The Host by Stephenie Meyer

The Host: A Novel by Stephenie Meyer

There's not a vampire to be found in this book. Nor are there werewolves, not that Jacob was a werewolf, he was actually a shape shifter who changed into a wolf.

This is more like invasion of the body snatchers, a race of aliens that goes from planet to planet taking over the bodies of the beings that reside there. They justify it by claiming that they make the worlds better, and in the case of earth, humans are so violent that they're actually doing them a favor.

As the story begins, the process is already well underway, and now the Wanderer, who has lived many lives on many planets in many different types of bodies, unusual even by her alien races standards, is inserted into Melanie, a fugitive who has finally been caught.

Only Melanie won't go away and disappear like humans are supposed to. Her soul is alive and kicking and leads the Wanderer on a trek that reunites her with her younger brother and her boyfriend and a hideout where other human fugitives survive. A hideout that the Wanderer should be reporting to her superiors but chooses not to, because now the Wanderer if feeling guilty for taking Melanie's body, and she's starting to like these humans.

I couldn't put this book down. You would think that a six hundred page novel that takes place mostly in a set of caves where nothing much happens would be dull, but it wasn't. Add into the science fiction element a romance, no, two romances and this one is a winner. Wanderer or Wanda as she's eventually called, struggles with her conscience between duty to her own race and empathy for her host and the other humans. As well, there is a hunt for Wanda by a determined alien who is convinced that Wanda knows far more than she's told. And of course there's also the humans who knowing what Wanda is, are battling within their community about keeping her around. She's the enemy but she's in a loved one's body who claims to still be there. Between that and the constant trial of obtaining food and supplies in world that wants to capture you and obliterate your soul, tensions are high.

It's not easy making the bad guy someone you want to root for. To be sure there was a big part of me that was thinking "Stop being so selfish. You've already lived hundreds of years. Get out of Melanie's body!" and another part of me that wanted Wanda to somehow survive, although not in Melanie.

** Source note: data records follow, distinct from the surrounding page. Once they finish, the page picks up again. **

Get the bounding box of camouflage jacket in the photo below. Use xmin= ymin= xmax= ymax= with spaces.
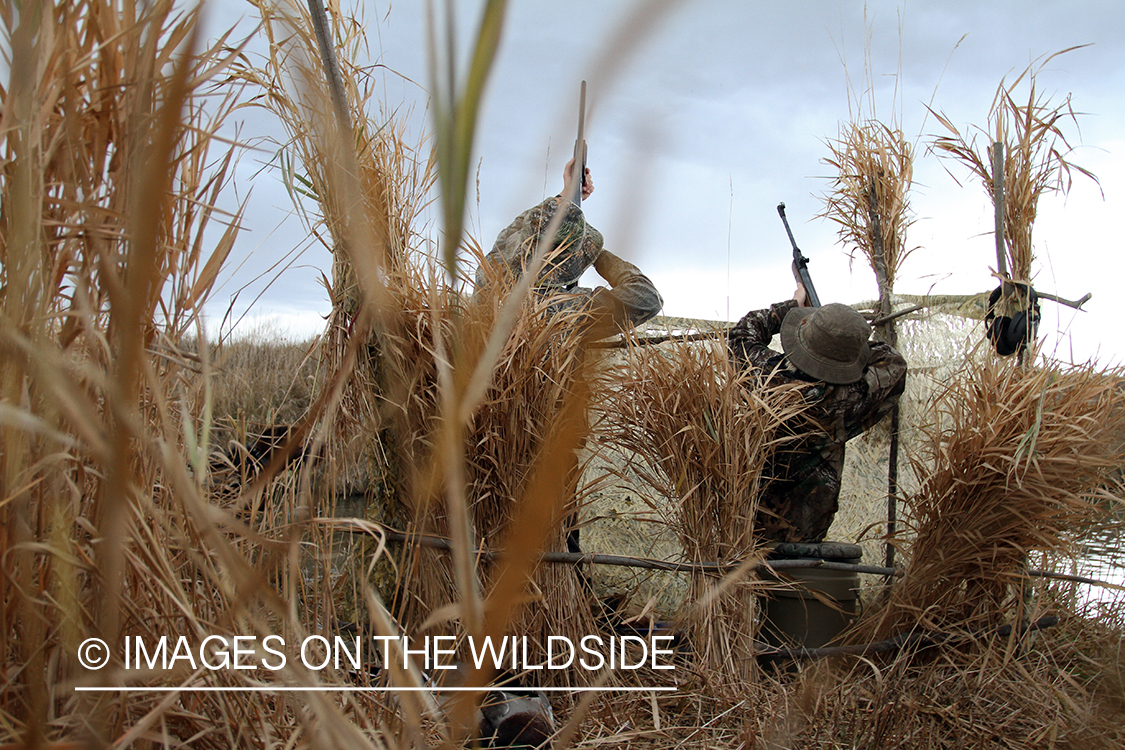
xmin=728 ymin=300 xmax=907 ymax=543
xmin=476 ymin=197 xmax=662 ymax=329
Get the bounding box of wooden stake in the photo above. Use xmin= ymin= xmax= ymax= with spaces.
xmin=992 ymin=141 xmax=1007 ymax=277
xmin=867 ymin=178 xmax=899 ymax=573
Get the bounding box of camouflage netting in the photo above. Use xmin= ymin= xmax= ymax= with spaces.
xmin=580 ymin=294 xmax=991 ymax=616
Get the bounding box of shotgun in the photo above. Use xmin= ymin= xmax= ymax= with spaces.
xmin=567 ymin=80 xmax=587 ymax=206
xmin=777 ymin=202 xmax=821 ymax=308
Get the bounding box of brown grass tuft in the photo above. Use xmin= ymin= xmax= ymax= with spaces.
xmin=861 ymin=355 xmax=1125 ymax=639
xmin=596 ymin=332 xmax=806 ymax=688
xmin=822 ymin=120 xmax=915 ymax=300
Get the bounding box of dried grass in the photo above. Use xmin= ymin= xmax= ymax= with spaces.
xmin=754 ymin=617 xmax=1125 ymax=750
xmin=929 ymin=48 xmax=1098 ymax=281
xmin=822 ymin=119 xmax=915 ymax=301
xmin=0 ymin=1 xmax=384 ymax=746
xmin=4 ymin=1 xmax=1125 ymax=748
xmin=546 ymin=601 xmax=1124 ymax=750
xmin=596 ymin=332 xmax=806 ymax=687
xmin=206 ymin=332 xmax=320 ymax=429
xmin=342 ymin=263 xmax=603 ymax=685
xmin=861 ymin=353 xmax=1125 ymax=639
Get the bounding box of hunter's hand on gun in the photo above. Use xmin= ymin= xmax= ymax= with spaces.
xmin=793 ymin=282 xmax=810 ymax=307
xmin=563 ymin=158 xmax=594 ymax=202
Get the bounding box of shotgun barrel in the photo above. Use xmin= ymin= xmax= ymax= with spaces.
xmin=568 ymin=80 xmax=587 ymax=206
xmin=778 ymin=202 xmax=821 ymax=308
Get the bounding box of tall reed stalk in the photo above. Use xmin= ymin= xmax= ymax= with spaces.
xmin=0 ymin=1 xmax=357 ymax=746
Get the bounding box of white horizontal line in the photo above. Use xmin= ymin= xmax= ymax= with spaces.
xmin=74 ymin=686 xmax=677 ymax=693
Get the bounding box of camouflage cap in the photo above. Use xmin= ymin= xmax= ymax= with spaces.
xmin=490 ymin=196 xmax=604 ymax=289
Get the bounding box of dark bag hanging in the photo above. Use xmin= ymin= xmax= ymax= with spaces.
xmin=986 ymin=282 xmax=1041 ymax=356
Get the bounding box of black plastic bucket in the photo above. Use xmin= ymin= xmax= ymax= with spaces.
xmin=759 ymin=541 xmax=863 ymax=653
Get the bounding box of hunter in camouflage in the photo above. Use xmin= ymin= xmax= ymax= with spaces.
xmin=475 ymin=160 xmax=663 ymax=566
xmin=474 ymin=162 xmax=662 ymax=330
xmin=480 ymin=196 xmax=604 ymax=291
xmin=728 ymin=292 xmax=907 ymax=543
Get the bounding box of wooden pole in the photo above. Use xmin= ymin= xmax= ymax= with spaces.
xmin=866 ymin=178 xmax=900 ymax=573
xmin=992 ymin=141 xmax=1007 ymax=277
xmin=993 ymin=138 xmax=1038 ymax=641
xmin=331 ymin=524 xmax=1125 ymax=589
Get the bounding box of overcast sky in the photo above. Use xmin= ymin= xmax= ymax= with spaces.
xmin=203 ymin=1 xmax=1125 ymax=364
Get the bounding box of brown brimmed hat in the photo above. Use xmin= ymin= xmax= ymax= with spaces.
xmin=780 ymin=303 xmax=872 ymax=384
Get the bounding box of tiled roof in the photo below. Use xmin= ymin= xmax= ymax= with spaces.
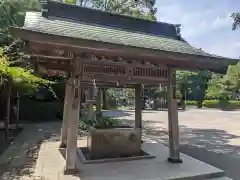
xmin=24 ymin=12 xmax=219 ymax=58
xmin=42 ymin=0 xmax=179 ymax=39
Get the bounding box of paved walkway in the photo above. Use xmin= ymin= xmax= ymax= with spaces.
xmin=0 ymin=109 xmax=239 ymax=179
xmin=105 ymin=109 xmax=240 ymax=180
xmin=0 ymin=123 xmax=61 ymax=180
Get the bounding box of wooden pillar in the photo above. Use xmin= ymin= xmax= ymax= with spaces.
xmin=102 ymin=88 xmax=108 ymax=110
xmin=5 ymin=80 xmax=11 ymax=141
xmin=96 ymin=88 xmax=102 ymax=121
xmin=135 ymin=85 xmax=142 ymax=142
xmin=65 ymin=54 xmax=82 ymax=174
xmin=65 ymin=78 xmax=81 ymax=174
xmin=167 ymin=67 xmax=182 ymax=163
xmin=60 ymin=80 xmax=72 ymax=148
xmin=16 ymin=92 xmax=20 ymax=128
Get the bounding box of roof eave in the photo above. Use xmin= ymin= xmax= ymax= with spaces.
xmin=10 ymin=27 xmax=239 ymax=74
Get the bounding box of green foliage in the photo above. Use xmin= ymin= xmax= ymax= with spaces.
xmin=66 ymin=0 xmax=156 ymax=19
xmin=176 ymin=70 xmax=211 ymax=102
xmin=0 ymin=0 xmax=41 ymax=45
xmin=206 ymin=64 xmax=240 ymax=100
xmin=90 ymin=0 xmax=156 ymax=15
xmin=107 ymin=88 xmax=134 ymax=99
xmin=0 ymin=0 xmax=50 ymax=96
xmin=225 ymin=63 xmax=240 ymax=90
xmin=229 ymin=100 xmax=240 ymax=106
xmin=202 ymin=100 xmax=240 ymax=109
xmin=64 ymin=0 xmax=77 ymax=4
xmin=231 ymin=12 xmax=240 ymax=30
xmin=206 ymin=74 xmax=231 ymax=100
xmin=79 ymin=116 xmax=119 ymax=130
xmin=0 ymin=49 xmax=53 ymax=95
xmin=185 ymin=101 xmax=197 ymax=106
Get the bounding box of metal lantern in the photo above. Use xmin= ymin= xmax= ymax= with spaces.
xmin=92 ymin=79 xmax=98 ymax=98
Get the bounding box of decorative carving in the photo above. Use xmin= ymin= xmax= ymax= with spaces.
xmin=82 ymin=56 xmax=168 ymax=80
xmin=30 ymin=54 xmax=169 ymax=84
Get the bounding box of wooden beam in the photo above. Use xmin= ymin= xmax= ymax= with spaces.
xmin=11 ymin=28 xmax=236 ymax=72
xmin=27 ymin=41 xmax=228 ymax=73
xmin=35 ymin=62 xmax=168 ymax=85
xmin=29 ymin=42 xmax=168 ymax=68
xmin=82 ymin=74 xmax=167 ymax=85
xmin=30 ymin=54 xmax=167 ymax=69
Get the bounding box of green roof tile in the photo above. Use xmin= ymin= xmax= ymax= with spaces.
xmin=24 ymin=12 xmax=218 ymax=58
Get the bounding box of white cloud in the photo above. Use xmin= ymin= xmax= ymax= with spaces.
xmin=158 ymin=4 xmax=232 ymax=38
xmin=156 ymin=1 xmax=239 ymax=58
xmin=211 ymin=14 xmax=232 ymax=30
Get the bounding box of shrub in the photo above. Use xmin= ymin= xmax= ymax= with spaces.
xmin=202 ymin=100 xmax=240 ymax=109
xmin=185 ymin=101 xmax=197 ymax=106
xmin=229 ymin=100 xmax=240 ymax=106
xmin=78 ymin=116 xmax=119 ymax=131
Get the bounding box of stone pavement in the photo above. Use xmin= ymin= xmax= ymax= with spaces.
xmin=105 ymin=109 xmax=240 ymax=180
xmin=1 ymin=109 xmax=240 ymax=179
xmin=104 ymin=109 xmax=240 ymax=153
xmin=35 ymin=136 xmax=226 ymax=180
xmin=0 ymin=122 xmax=61 ymax=180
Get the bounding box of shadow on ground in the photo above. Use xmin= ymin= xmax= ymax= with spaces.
xmin=136 ymin=119 xmax=240 ymax=180
xmin=116 ymin=117 xmax=240 ymax=157
xmin=103 ymin=110 xmax=159 ymax=118
xmin=0 ymin=123 xmax=61 ymax=180
xmin=103 ymin=110 xmax=133 ymax=118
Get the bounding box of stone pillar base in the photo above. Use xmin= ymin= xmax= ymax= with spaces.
xmin=64 ymin=167 xmax=79 ymax=175
xmin=59 ymin=143 xmax=67 ymax=149
xmin=167 ymin=157 xmax=183 ymax=163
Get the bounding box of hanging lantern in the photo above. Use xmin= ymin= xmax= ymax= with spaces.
xmin=92 ymin=79 xmax=98 ymax=98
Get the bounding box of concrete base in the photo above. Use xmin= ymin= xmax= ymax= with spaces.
xmin=34 ymin=138 xmax=227 ymax=180
xmin=63 ymin=167 xmax=79 ymax=175
xmin=59 ymin=143 xmax=67 ymax=149
xmin=168 ymin=157 xmax=183 ymax=163
xmin=78 ymin=147 xmax=156 ymax=164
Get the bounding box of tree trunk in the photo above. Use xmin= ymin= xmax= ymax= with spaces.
xmin=16 ymin=92 xmax=20 ymax=128
xmin=5 ymin=81 xmax=11 ymax=141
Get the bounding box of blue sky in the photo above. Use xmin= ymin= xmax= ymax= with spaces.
xmin=155 ymin=0 xmax=240 ymax=58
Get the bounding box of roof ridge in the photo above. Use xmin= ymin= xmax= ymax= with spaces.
xmin=40 ymin=0 xmax=181 ymax=40
xmin=41 ymin=0 xmax=171 ymax=25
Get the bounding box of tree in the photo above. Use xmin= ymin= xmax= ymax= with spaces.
xmin=0 ymin=0 xmax=58 ymax=126
xmin=206 ymin=74 xmax=232 ymax=100
xmin=73 ymin=0 xmax=156 ymax=15
xmin=224 ymin=63 xmax=240 ymax=97
xmin=231 ymin=12 xmax=240 ymax=30
xmin=0 ymin=0 xmax=41 ymax=46
xmin=206 ymin=64 xmax=240 ymax=100
xmin=0 ymin=48 xmax=53 ymax=94
xmin=176 ymin=70 xmax=211 ymax=107
xmin=0 ymin=48 xmax=54 ymax=124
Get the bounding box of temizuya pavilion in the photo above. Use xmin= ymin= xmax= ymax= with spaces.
xmin=11 ymin=0 xmax=238 ymax=174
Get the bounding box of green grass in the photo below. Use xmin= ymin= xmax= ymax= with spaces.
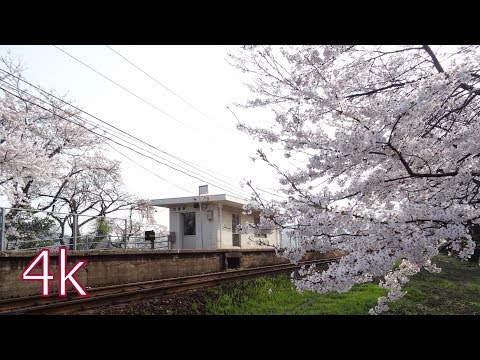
xmin=191 ymin=302 xmax=200 ymax=314
xmin=205 ymin=255 xmax=480 ymax=315
xmin=206 ymin=275 xmax=386 ymax=315
xmin=388 ymin=255 xmax=480 ymax=315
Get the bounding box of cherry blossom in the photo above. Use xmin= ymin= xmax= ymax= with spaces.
xmin=232 ymin=45 xmax=480 ymax=313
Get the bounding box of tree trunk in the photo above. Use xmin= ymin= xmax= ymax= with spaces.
xmin=470 ymin=224 xmax=480 ymax=263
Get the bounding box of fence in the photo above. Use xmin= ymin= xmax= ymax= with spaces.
xmin=0 ymin=207 xmax=169 ymax=252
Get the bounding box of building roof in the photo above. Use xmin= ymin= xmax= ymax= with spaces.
xmin=150 ymin=194 xmax=247 ymax=209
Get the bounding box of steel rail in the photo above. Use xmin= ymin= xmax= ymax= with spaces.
xmin=0 ymin=257 xmax=341 ymax=314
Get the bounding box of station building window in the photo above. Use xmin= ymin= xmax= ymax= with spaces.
xmin=183 ymin=212 xmax=196 ymax=235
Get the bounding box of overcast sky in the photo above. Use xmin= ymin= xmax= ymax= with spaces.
xmin=0 ymin=45 xmax=294 ymax=225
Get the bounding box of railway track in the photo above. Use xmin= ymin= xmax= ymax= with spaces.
xmin=0 ymin=257 xmax=340 ymax=315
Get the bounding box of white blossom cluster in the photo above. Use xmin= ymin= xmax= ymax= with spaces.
xmin=0 ymin=57 xmax=101 ymax=207
xmin=0 ymin=56 xmax=146 ymax=236
xmin=232 ymin=45 xmax=480 ymax=313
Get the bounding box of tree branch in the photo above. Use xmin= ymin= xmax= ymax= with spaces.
xmin=388 ymin=142 xmax=458 ymax=178
xmin=346 ymin=80 xmax=415 ymax=99
xmin=422 ymin=45 xmax=444 ymax=73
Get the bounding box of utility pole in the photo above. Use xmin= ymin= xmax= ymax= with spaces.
xmin=124 ymin=218 xmax=128 ymax=249
xmin=199 ymin=185 xmax=208 ymax=249
xmin=72 ymin=214 xmax=78 ymax=251
xmin=0 ymin=208 xmax=5 ymax=251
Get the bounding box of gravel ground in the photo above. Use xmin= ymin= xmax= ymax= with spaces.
xmin=75 ymin=288 xmax=217 ymax=315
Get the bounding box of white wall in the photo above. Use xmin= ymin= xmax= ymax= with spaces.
xmin=196 ymin=206 xmax=215 ymax=249
xmin=168 ymin=203 xmax=216 ymax=250
xmin=167 ymin=202 xmax=279 ymax=250
xmin=169 ymin=211 xmax=181 ymax=250
xmin=219 ymin=206 xmax=279 ymax=249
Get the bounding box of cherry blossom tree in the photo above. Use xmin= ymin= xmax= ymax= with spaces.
xmin=0 ymin=55 xmax=150 ymax=249
xmin=0 ymin=55 xmax=97 ymax=207
xmin=231 ymin=45 xmax=480 ymax=313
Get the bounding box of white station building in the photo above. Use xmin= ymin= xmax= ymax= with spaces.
xmin=150 ymin=194 xmax=280 ymax=250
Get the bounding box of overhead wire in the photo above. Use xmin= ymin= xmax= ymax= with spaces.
xmin=106 ymin=45 xmax=212 ymax=121
xmin=53 ymin=45 xmax=184 ymax=126
xmin=0 ymin=68 xmax=251 ymax=197
xmin=0 ymin=83 xmax=247 ymax=198
xmin=105 ymin=46 xmax=245 ymax=185
xmin=104 ymin=45 xmax=240 ymax=136
xmin=0 ymin=59 xmax=287 ymax=200
xmin=103 ymin=141 xmax=192 ymax=194
xmin=57 ymin=46 xmax=275 ymax=197
xmin=0 ymin=67 xmax=285 ymax=200
xmin=0 ymin=67 xmax=247 ymax=194
xmin=53 ymin=45 xmax=257 ymax=177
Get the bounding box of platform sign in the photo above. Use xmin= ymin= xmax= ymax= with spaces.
xmin=199 ymin=185 xmax=208 ymax=195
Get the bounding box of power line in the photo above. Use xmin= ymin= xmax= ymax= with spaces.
xmin=98 ymin=133 xmax=245 ymax=197
xmin=105 ymin=45 xmax=245 ymax=184
xmin=53 ymin=45 xmax=184 ymax=126
xmin=105 ymin=45 xmax=238 ymax=136
xmin=50 ymin=47 xmax=278 ymax=196
xmin=0 ymin=67 xmax=223 ymax=185
xmin=252 ymin=187 xmax=284 ymax=198
xmin=0 ymin=68 xmax=250 ymax=197
xmin=106 ymin=45 xmax=212 ymax=120
xmin=0 ymin=67 xmax=286 ymax=200
xmin=104 ymin=141 xmax=192 ymax=194
xmin=0 ymin=84 xmax=247 ymax=198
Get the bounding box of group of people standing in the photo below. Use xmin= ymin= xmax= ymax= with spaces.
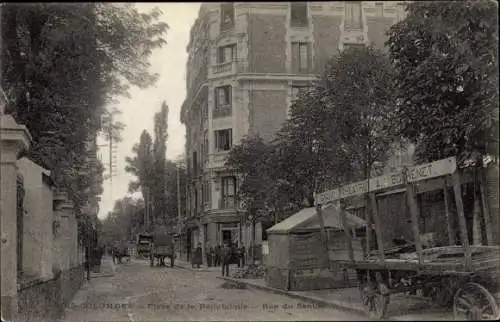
xmin=191 ymin=242 xmax=246 ymax=276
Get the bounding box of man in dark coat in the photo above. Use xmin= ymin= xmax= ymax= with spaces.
xmin=221 ymin=242 xmax=231 ymax=276
xmin=192 ymin=242 xmax=202 ymax=269
xmin=240 ymin=246 xmax=246 ymax=267
xmin=215 ymin=245 xmax=221 ymax=267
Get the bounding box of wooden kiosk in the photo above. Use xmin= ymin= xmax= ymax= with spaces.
xmin=314 ymin=157 xmax=500 ymax=320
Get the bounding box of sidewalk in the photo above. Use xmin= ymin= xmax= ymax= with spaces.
xmin=61 ymin=258 xmax=126 ymax=322
xmin=90 ymin=257 xmax=116 ymax=278
xmin=216 ymin=276 xmax=454 ymax=321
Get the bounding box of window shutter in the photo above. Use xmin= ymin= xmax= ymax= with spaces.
xmin=214 ymin=88 xmax=219 ymax=107
xmin=228 ymin=129 xmax=233 ymax=147
xmin=217 ymin=47 xmax=224 ymax=63
xmin=226 ymin=86 xmax=232 ymax=105
xmin=215 ymin=131 xmax=219 ymax=150
xmin=307 ymin=43 xmax=312 ymax=73
xmin=292 ymin=43 xmax=300 ymax=73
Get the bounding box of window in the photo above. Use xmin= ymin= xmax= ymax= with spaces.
xmin=214 ymin=86 xmax=232 ymax=118
xmin=291 ymin=42 xmax=311 ymax=73
xmin=215 ymin=129 xmax=232 ymax=152
xmin=217 ymin=44 xmax=236 ymax=64
xmin=215 ymin=86 xmax=232 ymax=106
xmin=290 ymin=3 xmax=308 ymax=27
xmin=221 ymin=176 xmax=236 ymax=209
xmin=345 ymin=2 xmax=363 ymax=30
xmin=220 ymin=3 xmax=235 ymax=30
xmin=375 ymin=2 xmax=384 ymax=17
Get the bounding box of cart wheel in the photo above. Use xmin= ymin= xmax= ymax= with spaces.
xmin=363 ymin=281 xmax=389 ymax=319
xmin=453 ymin=282 xmax=500 ymax=321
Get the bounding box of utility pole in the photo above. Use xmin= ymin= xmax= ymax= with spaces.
xmin=144 ymin=187 xmax=150 ymax=233
xmin=177 ymin=164 xmax=182 ymax=231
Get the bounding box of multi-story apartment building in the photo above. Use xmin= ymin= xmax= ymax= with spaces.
xmin=180 ymin=2 xmax=407 ymax=261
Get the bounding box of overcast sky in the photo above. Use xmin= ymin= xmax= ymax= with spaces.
xmin=98 ymin=3 xmax=201 ymax=219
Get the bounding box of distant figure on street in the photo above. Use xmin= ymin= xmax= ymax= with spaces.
xmin=94 ymin=246 xmax=104 ymax=272
xmin=215 ymin=245 xmax=221 ymax=267
xmin=221 ymin=242 xmax=231 ymax=277
xmin=84 ymin=247 xmax=91 ymax=280
xmin=240 ymin=246 xmax=246 ymax=267
xmin=208 ymin=246 xmax=215 ymax=267
xmin=111 ymin=246 xmax=118 ymax=264
xmin=192 ymin=242 xmax=202 ymax=269
xmin=204 ymin=244 xmax=211 ymax=267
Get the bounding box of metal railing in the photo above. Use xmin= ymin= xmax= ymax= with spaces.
xmin=212 ymin=61 xmax=233 ymax=74
xmin=219 ymin=195 xmax=236 ymax=209
xmin=213 ymin=104 xmax=232 ymax=118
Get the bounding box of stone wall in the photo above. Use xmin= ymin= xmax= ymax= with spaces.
xmin=17 ymin=265 xmax=83 ymax=321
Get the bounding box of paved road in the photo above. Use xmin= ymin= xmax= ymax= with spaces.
xmin=62 ymin=258 xmax=366 ymax=322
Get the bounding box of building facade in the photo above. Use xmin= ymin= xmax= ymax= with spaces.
xmin=180 ymin=2 xmax=407 ymax=261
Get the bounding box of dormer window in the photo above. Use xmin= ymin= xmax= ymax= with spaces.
xmin=290 ymin=3 xmax=308 ymax=27
xmin=221 ymin=3 xmax=235 ymax=31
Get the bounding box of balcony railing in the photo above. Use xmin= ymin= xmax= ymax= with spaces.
xmin=205 ymin=153 xmax=230 ymax=170
xmin=219 ymin=195 xmax=236 ymax=209
xmin=209 ymin=61 xmax=239 ymax=78
xmin=213 ymin=104 xmax=232 ymax=118
xmin=214 ymin=61 xmax=233 ymax=74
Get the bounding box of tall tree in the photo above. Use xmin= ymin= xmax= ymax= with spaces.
xmin=386 ymin=0 xmax=499 ymax=166
xmin=151 ymin=102 xmax=169 ymax=222
xmin=125 ymin=130 xmax=155 ymax=220
xmin=277 ymin=46 xmax=397 ymax=203
xmin=225 ymin=135 xmax=301 ymax=262
xmin=100 ymin=197 xmax=145 ymax=245
xmin=1 ymin=3 xmax=168 ymax=239
xmin=317 ymin=46 xmax=397 ymax=183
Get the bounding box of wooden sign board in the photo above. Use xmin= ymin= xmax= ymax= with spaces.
xmin=406 ymin=157 xmax=457 ymax=183
xmin=315 ymin=157 xmax=457 ymax=205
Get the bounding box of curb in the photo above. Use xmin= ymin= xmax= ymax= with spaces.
xmin=215 ymin=277 xmax=451 ymax=321
xmin=91 ymin=273 xmax=114 ymax=278
xmin=216 ymin=276 xmax=367 ymax=317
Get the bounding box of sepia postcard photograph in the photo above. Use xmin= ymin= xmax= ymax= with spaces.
xmin=0 ymin=1 xmax=499 ymax=322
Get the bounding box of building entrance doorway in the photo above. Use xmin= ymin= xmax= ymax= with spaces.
xmin=221 ymin=228 xmax=239 ymax=246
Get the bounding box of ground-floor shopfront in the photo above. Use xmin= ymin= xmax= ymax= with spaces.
xmin=179 ymin=212 xmax=265 ymax=264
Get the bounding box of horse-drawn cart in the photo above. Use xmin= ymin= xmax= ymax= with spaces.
xmin=314 ymin=157 xmax=500 ymax=320
xmin=149 ymin=233 xmax=175 ymax=268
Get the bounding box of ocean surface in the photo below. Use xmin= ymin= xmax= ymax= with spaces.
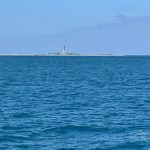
xmin=0 ymin=56 xmax=150 ymax=150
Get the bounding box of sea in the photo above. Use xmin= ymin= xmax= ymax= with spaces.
xmin=0 ymin=56 xmax=150 ymax=150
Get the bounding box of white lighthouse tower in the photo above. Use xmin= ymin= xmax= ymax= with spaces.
xmin=62 ymin=46 xmax=66 ymax=54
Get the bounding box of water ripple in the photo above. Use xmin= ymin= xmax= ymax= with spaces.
xmin=0 ymin=56 xmax=150 ymax=149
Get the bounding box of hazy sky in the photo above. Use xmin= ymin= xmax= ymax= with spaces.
xmin=0 ymin=0 xmax=149 ymax=35
xmin=0 ymin=0 xmax=150 ymax=54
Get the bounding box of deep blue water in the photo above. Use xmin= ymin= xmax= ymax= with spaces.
xmin=0 ymin=56 xmax=150 ymax=150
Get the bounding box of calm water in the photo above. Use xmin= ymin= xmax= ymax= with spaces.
xmin=0 ymin=56 xmax=150 ymax=150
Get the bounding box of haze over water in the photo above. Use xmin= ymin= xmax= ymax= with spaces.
xmin=1 ymin=56 xmax=150 ymax=150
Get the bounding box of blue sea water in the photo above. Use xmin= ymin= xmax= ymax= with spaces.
xmin=0 ymin=56 xmax=150 ymax=150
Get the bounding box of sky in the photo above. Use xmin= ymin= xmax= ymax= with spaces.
xmin=0 ymin=0 xmax=150 ymax=54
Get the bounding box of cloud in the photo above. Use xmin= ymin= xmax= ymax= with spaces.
xmin=114 ymin=15 xmax=150 ymax=24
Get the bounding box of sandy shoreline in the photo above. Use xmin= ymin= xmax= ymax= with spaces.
xmin=0 ymin=54 xmax=124 ymax=56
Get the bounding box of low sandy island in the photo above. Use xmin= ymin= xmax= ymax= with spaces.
xmin=0 ymin=54 xmax=124 ymax=56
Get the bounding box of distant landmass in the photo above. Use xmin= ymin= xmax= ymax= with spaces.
xmin=0 ymin=46 xmax=115 ymax=56
xmin=0 ymin=53 xmax=114 ymax=56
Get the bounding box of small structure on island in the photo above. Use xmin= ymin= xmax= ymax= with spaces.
xmin=48 ymin=46 xmax=80 ymax=56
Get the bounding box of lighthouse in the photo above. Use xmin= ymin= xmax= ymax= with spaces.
xmin=62 ymin=46 xmax=66 ymax=54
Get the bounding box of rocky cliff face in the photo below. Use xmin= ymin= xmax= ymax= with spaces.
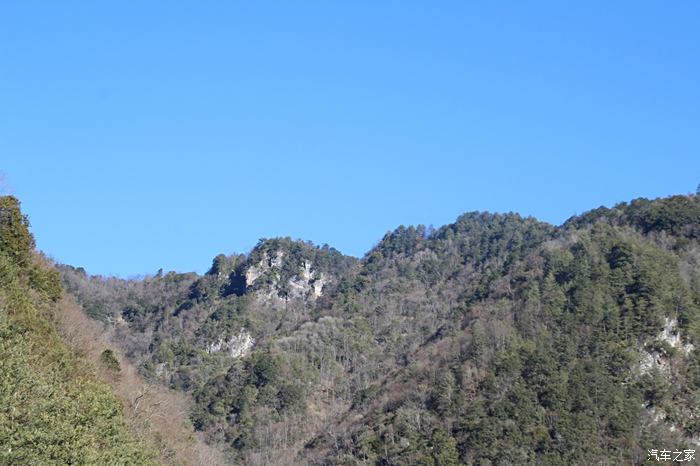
xmin=220 ymin=237 xmax=354 ymax=306
xmin=639 ymin=317 xmax=696 ymax=376
xmin=206 ymin=329 xmax=254 ymax=359
xmin=244 ymin=249 xmax=328 ymax=303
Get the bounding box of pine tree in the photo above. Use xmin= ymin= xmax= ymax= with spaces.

We don't really get into Melanie's perspective. It's told from Wanda's but there are conversations between Melanie and Wanda and Wanda does let us know how Melanie is reacting to what's happening.

Meyer has improved from the first Twilight book. The protagonist doesn't faint every time something happens and the writing is simply better. Meyer has proven to be good at taking conventional horror stories (vampires, werewolves, body-snatchers) and given them her own spin, re-inventing and making them fresh again.